Essa nossa maneira de estar juntos para ver as imagens criadas por uns e outros se desdobrou então na forma muito singular de uma montagem compartilhada, tecida de planos e sequências feitos dos trajetos de cada indivíduo e da relação de cada um com os dispositivos. O dispositivo é a um só tempo um tensor de multiplicidade e um espaço comum onde cada presença do grupo tem a liberdade de expressar suas singularidades ao mesmo tempo em que se mantém situado nos limites formais acordados coletivamente. É um modo de manter a relação, de agir contra a ameaça iminente da dispersão, ao qual todo grupo está constantemente sujeito.
É também a invenção de um modo de ver e de ser visto, ao mesmo tempo – pois “ver juntos é vermos uns aos outros e não vermos todos a mesma coisa” (COMOLLI, 2012, p. 174). Assim, as imagens que cada um lançava em direção ao grupo passava a ser do grupo, onde era reapropriada, montada – ou seja, colocada em relação com as outras – num movimento do individual ao coletivo, do singular ao plural. Uma outra professora-cineasta nos escreveu: “Os encontros, ensaios e dispositivos se mostraram como exercícios dos sentidos. Experimentações dos modos de ver, ouvir, ser o outro, ser outro, ter o olho no olho do outro. Admitindo e incitando o aparecimento das insondáveis diferenças nas quais se acumulam contradições.”
Essa reciprocidade do olhar não se separa de um devir outro – é assim que poderíamos chegar à formulação do “eu é um outro”. E foi assim que “ver juntos” passou a ser “montar juntos”, onde o que cada um trazia se tornava, quando em relação, uma outra coisa ainda, produzindo enunciados coletivos e sentidos inesperados, conectando territórios diferentes e apartados, e tecendo novos trajetos de uma pequena comunidade de cinema que se formou ali.
Bibliografia
- COMOLLI, Jean-Louis. A cidade filmada. In: Ver e poder: a inocência perdida: cinema, televisão, ficção, documentário. Belo Horizonte: Editora UFMG, 2008.
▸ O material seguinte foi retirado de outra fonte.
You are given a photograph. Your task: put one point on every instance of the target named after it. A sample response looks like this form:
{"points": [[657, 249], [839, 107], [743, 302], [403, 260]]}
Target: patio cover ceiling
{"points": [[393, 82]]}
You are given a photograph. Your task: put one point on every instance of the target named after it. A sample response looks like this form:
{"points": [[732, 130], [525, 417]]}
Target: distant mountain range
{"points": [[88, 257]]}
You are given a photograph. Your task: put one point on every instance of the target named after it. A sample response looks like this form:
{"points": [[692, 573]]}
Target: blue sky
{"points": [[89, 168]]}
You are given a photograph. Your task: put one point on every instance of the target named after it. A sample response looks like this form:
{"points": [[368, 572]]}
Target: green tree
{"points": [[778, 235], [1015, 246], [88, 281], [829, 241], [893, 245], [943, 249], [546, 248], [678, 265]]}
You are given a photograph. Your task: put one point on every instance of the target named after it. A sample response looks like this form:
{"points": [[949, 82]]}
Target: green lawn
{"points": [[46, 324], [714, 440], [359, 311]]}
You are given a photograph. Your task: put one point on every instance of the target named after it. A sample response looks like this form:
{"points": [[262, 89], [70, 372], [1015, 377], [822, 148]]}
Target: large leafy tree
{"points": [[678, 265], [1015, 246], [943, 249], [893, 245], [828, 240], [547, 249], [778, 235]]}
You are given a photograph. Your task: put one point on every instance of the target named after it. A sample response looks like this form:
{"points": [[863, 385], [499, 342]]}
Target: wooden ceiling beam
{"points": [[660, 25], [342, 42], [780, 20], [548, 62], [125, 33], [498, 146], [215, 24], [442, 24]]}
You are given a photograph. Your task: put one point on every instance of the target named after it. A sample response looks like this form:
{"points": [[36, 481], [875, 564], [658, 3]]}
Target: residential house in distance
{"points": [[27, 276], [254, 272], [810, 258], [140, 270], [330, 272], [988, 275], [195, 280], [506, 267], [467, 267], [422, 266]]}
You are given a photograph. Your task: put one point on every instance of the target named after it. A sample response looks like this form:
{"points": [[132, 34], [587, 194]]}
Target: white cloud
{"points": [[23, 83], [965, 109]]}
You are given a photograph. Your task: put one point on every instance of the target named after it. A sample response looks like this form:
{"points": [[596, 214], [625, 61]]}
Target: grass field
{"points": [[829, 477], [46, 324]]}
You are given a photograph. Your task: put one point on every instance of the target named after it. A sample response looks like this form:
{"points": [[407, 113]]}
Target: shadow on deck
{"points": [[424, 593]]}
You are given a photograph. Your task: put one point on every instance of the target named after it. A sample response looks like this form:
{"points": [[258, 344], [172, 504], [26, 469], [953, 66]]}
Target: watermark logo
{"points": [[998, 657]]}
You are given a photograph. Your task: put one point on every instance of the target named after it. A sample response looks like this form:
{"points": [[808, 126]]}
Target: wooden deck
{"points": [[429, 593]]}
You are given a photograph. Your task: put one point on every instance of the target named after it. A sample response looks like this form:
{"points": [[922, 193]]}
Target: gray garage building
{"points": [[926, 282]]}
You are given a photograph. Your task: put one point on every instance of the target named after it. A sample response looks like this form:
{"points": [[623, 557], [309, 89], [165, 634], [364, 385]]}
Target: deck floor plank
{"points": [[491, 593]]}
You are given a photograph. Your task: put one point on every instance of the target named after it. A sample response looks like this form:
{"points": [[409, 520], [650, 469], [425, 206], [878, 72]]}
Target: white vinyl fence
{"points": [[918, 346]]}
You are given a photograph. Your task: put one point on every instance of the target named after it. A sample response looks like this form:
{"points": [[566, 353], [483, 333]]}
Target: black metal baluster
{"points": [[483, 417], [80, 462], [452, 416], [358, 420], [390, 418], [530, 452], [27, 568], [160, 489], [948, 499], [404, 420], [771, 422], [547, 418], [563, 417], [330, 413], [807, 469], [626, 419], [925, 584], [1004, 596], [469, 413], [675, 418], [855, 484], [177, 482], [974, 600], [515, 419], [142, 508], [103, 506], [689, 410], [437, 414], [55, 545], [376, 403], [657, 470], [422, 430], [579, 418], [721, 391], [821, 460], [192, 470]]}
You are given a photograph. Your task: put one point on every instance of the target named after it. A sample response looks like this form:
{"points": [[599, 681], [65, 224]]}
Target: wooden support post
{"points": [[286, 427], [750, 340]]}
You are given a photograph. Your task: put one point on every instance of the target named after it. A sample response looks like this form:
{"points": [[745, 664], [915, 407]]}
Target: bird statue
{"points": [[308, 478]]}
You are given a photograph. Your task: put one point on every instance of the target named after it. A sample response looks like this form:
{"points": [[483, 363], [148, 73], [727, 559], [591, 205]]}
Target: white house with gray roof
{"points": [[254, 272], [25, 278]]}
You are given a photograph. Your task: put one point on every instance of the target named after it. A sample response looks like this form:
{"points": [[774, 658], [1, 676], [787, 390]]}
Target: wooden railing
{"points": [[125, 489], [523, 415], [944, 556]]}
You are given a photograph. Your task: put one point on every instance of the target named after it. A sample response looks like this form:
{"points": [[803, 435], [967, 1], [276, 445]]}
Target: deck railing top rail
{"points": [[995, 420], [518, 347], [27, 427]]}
___________________. Notes sur lêtre ensemble. In: Corps et cadre: cinéma, étique et politique. Paris: Verdier, 2012.
DELIGNY, Fernand. O aracniano e outros textos. Tradução Lara de Malimpesa. São Paulo: N-1 edições, 2015.
DESANTI; Jean-Toussaint; MONDZAIN, Marie José; D’ALLONES, Myriam Revault; LORAUX, Patrice; et al. Voir ensemble: douze voix autour d’un texte de Jean Toussaint Desanti. Paris, Gallimard, 2003Paris: Gallimard, 2003.
GUIMARÃES, César. O que é uma comunidade de cinema?. In: Revista Eco Pós: Rio de Janeiro, 2015 (pp. 44-56).
LAZZARATO, Maurizio. Art et travail. In: Parachute Revue d’art contemporain, Montréal, no. 122 (avril-mai-juin), 2006.
MIGLIORIN, Cezar [et al]. Cadernos do Inventar: cinema, educação e direitos humanos. Niterói: EDG, 2016.